PICTURE: No change from my earlier review of Relief Mission II from Enhanced Premiere. I mean, it's a simple mud ball, but it does its best. For example, the white glow at the bottom could indicate ice and snow. The asteroid impact could be indicated by the disturbances more up top. Sustains its 3.5.

LORE: A fair effort, without any sparks or problems. A 3.

TREK SENSE: A Premiere effort to give the Klingons and Romulans stuff to do, it just doesn't jibe with "A Matter of Time". Nothing in that episode gives any indication that we're even near those Empires' territories, and even less that they would be interested in helping the Pentharans. It's just not their style. This should have been a Federation mission. And then they don't do anything with the requirements. This is all too easy, and for stakes too small (points), compared to the episode. According to the show, this might well have been a planet/space mission (with Geordi down on the planet). Geology and Physics are both relevant, but pretty naked there. It was much more difficult than this. Nothing to say about the Span, really, except that the planet should be farther from the attempting affiliations, but that's just part of the initial problem. A terrible 1.2.

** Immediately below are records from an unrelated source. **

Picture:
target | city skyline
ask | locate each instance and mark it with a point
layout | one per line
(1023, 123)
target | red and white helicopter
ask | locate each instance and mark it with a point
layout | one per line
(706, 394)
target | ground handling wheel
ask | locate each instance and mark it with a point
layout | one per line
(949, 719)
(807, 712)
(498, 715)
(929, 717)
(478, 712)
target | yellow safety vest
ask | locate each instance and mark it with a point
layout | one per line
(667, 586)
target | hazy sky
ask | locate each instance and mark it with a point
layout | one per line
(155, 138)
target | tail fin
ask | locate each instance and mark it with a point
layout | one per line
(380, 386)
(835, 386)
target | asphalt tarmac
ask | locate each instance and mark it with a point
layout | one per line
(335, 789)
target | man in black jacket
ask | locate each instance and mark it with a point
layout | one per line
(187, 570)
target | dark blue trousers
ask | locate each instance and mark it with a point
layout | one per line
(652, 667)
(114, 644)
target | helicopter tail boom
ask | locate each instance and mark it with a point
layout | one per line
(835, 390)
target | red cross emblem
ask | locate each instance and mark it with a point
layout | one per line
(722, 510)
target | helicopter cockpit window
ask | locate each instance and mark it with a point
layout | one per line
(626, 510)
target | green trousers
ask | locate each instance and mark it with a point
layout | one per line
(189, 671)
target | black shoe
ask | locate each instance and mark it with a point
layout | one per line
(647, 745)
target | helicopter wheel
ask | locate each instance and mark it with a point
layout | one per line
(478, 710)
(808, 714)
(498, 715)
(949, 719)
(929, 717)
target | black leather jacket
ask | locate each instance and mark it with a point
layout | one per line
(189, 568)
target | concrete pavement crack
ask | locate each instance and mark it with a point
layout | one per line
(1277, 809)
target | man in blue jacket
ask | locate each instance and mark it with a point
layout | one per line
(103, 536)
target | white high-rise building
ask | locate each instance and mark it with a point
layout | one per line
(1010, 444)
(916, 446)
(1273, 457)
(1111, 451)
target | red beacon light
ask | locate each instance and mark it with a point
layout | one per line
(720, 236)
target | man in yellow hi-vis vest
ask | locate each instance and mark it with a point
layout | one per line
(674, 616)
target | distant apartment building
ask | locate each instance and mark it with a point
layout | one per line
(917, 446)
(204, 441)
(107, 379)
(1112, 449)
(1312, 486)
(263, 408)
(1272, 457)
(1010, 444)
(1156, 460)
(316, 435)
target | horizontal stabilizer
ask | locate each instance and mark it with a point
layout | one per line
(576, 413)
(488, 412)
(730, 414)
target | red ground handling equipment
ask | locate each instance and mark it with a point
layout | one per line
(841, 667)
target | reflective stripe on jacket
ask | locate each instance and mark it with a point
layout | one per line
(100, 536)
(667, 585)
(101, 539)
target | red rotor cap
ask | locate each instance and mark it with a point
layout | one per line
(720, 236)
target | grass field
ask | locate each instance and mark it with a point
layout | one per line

SEEDABILITY: You're better off using Relief Mission II, where you can at least make use of a Wormhole. Relief Mission is incredibly easy, but it also reaps few rewards. Mission specialists and Hero of the Empire (for the Klingons) stretch the points to 30, but is it really worth it? Maybe as a quick game ender, especially if you lose a lot of time waging battle. The true humiliation of beating your opponent by solving this thing, eh? The Geology allows for Forced-Labor Camp, and could just be used for that card's rewards. RM II does the same thing at 5 points less, but I guess if you don't want or need Wormholes in your deck, you could just use the older model for what it does. Pretty limited though. Generously giving it a 3.

TOTAL: 10.7 (53.5%) 5% above its sequel! (All about the Lore, really.)